シンプルな図を描くことによって問題点を明確にし、改善方法を考える「図解改善」を提案する書籍が、その名も『誰でもデキる人に見える 図解de仕事術』(多部田憲彦著、明日香出版社)。

著者は、「日産自動車のルノー日産共同購買本部リージョナル・サプライヤー・パフォーマンス・マネージャー」としてワールドワイドに活躍する人物。と書くと華やかに聞こえますが、注目すべきは小学3年生で吃音(どもり)症となってから人との会話が苦痛になり、孤独な学生生活を送ってきたという事実です。しかし、図解によって問題を解決できるようになってから、仕事やコミュニケーションの能力が劇的に高まったのだとか。それはなぜなのか? 図解のメリットを説いたChapter 1「図解de認められる」に目を向けてみましょう。

1.「口べたでも相手に通じる」(18ページより)

著者が図解の素晴らしさを実感したのは入社1年目のころ。当時の上司が、目の前で展開されるプレゼンテーションの内容を図式化して矛盾を突いてみせたときだそうです。「頭の中だけで考えているだけでは見えなかったことが、一枚の図表を描くだけで、こんなに明確に整理できるのか!」と感じ、それが以後の人生に大きな影響を与えるわけです。

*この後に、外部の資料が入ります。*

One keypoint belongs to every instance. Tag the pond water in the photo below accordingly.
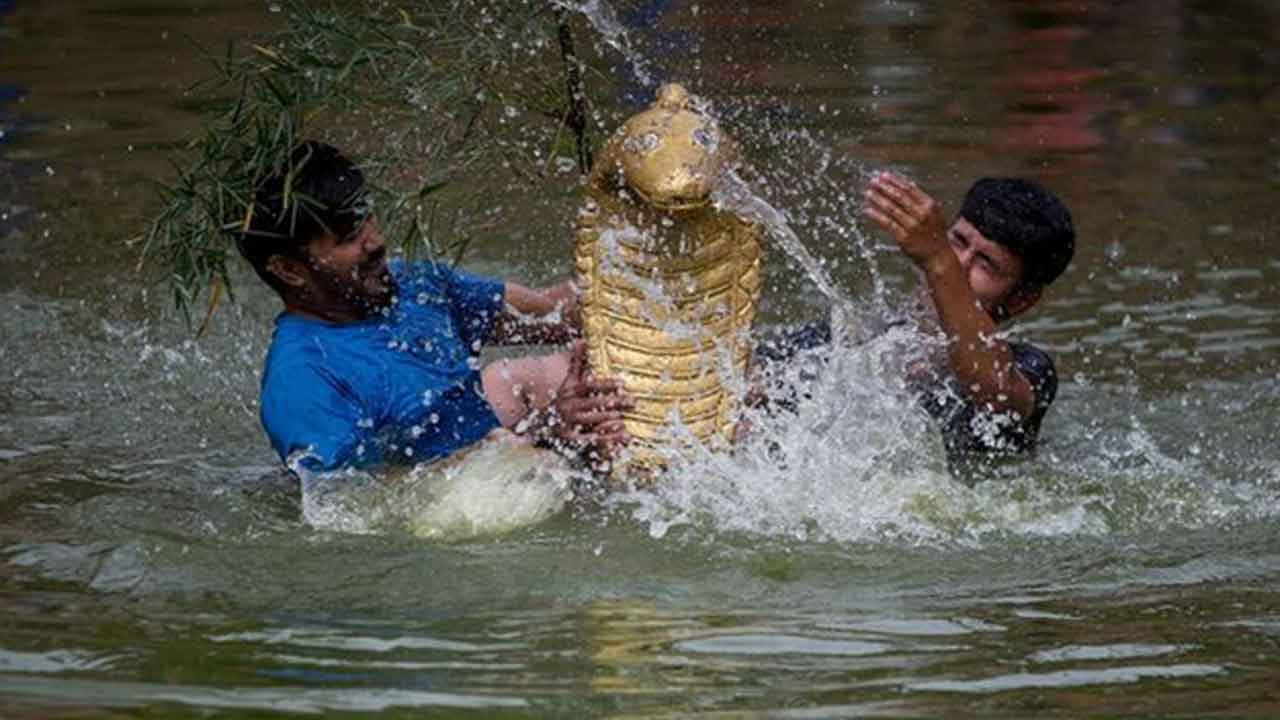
(154, 559)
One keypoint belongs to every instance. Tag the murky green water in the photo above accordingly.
(155, 561)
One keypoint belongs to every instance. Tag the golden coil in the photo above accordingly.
(668, 282)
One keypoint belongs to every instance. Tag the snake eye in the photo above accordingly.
(643, 144)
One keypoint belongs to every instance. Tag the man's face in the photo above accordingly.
(351, 272)
(992, 269)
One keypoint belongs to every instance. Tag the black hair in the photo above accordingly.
(1025, 218)
(320, 191)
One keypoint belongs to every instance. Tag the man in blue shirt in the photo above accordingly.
(375, 361)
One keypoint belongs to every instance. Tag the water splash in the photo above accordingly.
(732, 194)
(604, 19)
(498, 486)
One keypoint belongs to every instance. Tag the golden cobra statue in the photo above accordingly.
(668, 282)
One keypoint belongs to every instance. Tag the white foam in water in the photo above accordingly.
(496, 487)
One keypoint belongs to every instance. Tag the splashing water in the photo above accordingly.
(606, 22)
(496, 487)
(731, 194)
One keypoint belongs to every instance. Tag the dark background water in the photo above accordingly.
(155, 561)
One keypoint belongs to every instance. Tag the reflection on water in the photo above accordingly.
(152, 557)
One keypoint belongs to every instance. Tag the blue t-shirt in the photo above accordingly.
(401, 387)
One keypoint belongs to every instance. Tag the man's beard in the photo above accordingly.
(368, 288)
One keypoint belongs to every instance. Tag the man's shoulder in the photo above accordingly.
(1037, 365)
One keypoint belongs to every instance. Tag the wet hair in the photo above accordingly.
(320, 191)
(1025, 218)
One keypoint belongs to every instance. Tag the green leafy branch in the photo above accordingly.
(416, 92)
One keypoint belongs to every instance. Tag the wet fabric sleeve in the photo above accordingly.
(315, 420)
(475, 302)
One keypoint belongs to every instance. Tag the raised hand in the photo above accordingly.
(912, 217)
(585, 417)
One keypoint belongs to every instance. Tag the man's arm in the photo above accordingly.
(981, 361)
(536, 315)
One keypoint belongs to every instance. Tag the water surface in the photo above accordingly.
(155, 559)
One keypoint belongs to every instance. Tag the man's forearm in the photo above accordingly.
(533, 317)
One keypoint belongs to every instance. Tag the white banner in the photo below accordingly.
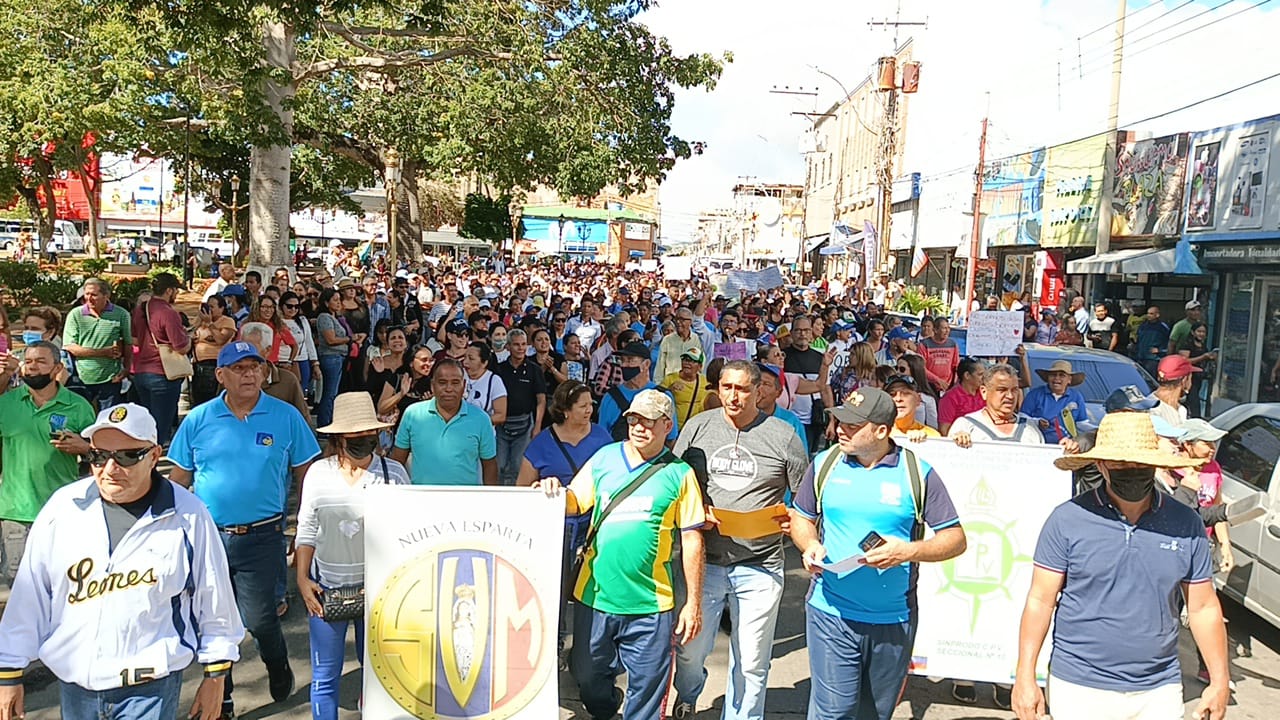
(461, 602)
(993, 333)
(970, 606)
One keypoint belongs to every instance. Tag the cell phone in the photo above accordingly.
(871, 542)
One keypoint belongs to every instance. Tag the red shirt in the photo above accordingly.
(958, 402)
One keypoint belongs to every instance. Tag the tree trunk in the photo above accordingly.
(270, 165)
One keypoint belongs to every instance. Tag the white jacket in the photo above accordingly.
(106, 619)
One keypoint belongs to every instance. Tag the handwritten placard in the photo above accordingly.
(995, 333)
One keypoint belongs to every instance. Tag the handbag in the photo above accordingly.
(580, 552)
(177, 365)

2.「感情論にならず、冷静に結論を導ける」(21ページ)

仕事をしていると、ときには相手に厳しいことを言わなければならないもの。そんなとき言葉だけでやりとりすると感情論に陥りがちですが、図解で事実や根拠を示せば、冷静に結論を導けるそうです。たとえば部下が失敗したとき、感情的になったら部下もやる気を失うだけ。しかし失敗した理由を図解して一緒に整理すれば、失敗も前向きに役立てられるというわけです。

3.「会話の主導権を握れる」(24ページ)

会議の場では、とかく声の大きな人のペースでものごとが進みがち。しかし図解のスキルを身につければ、どんな会議でも主導権を握ることが可能。相手が外人であったとしても、英語がペラペラでなかったとしても、図式化すれば伝わるため、自然に「議長役」として尊重してもらえるのだといいます。多くのビジネスを成功させてきた著者の英語力が「典型的なジャパニーズ・イングリッシュで、『adjust』を"アジャスト"ではなく"アドジャスト"と発音して修正を促されるほど」だというので、なんだか妙に説得力があります。

4.「文字を書くより早く納得させる」(27ページ)

「エレベータートーク」がそうであるように、短時間で相手に説明しなければならないことがあります。そんなときにも、図解が役立つのだとか。そして重要なのが、目的は「美しく描くこと」ではなく、あくまで「こちらの意図を正確に伝えること」だということ。キレイな図にこだわって時間を書けるのでは本末転倒。1つの図は、1分以内で描きあげる。キレイに描こうと思わず、手描きで済ませることがポイントだそうです。

5.「議事録は1分で完成させる」(30ページ)

会議の議事録は、A4用紙1枚程度が原則。あまり長いと、誰にも読まれずに放置されてしまうからです。そこで著者がおすすめしているのが、会議中から図解を使って論議の内容を可視化し、その場で出席者から確認をとること。1分で「この会議で大事なポイントは〜と〜ですね?」と確かめ、図解を撮影し、その写真を書類に貼るだけで簡単に議事録が完成するというわけです。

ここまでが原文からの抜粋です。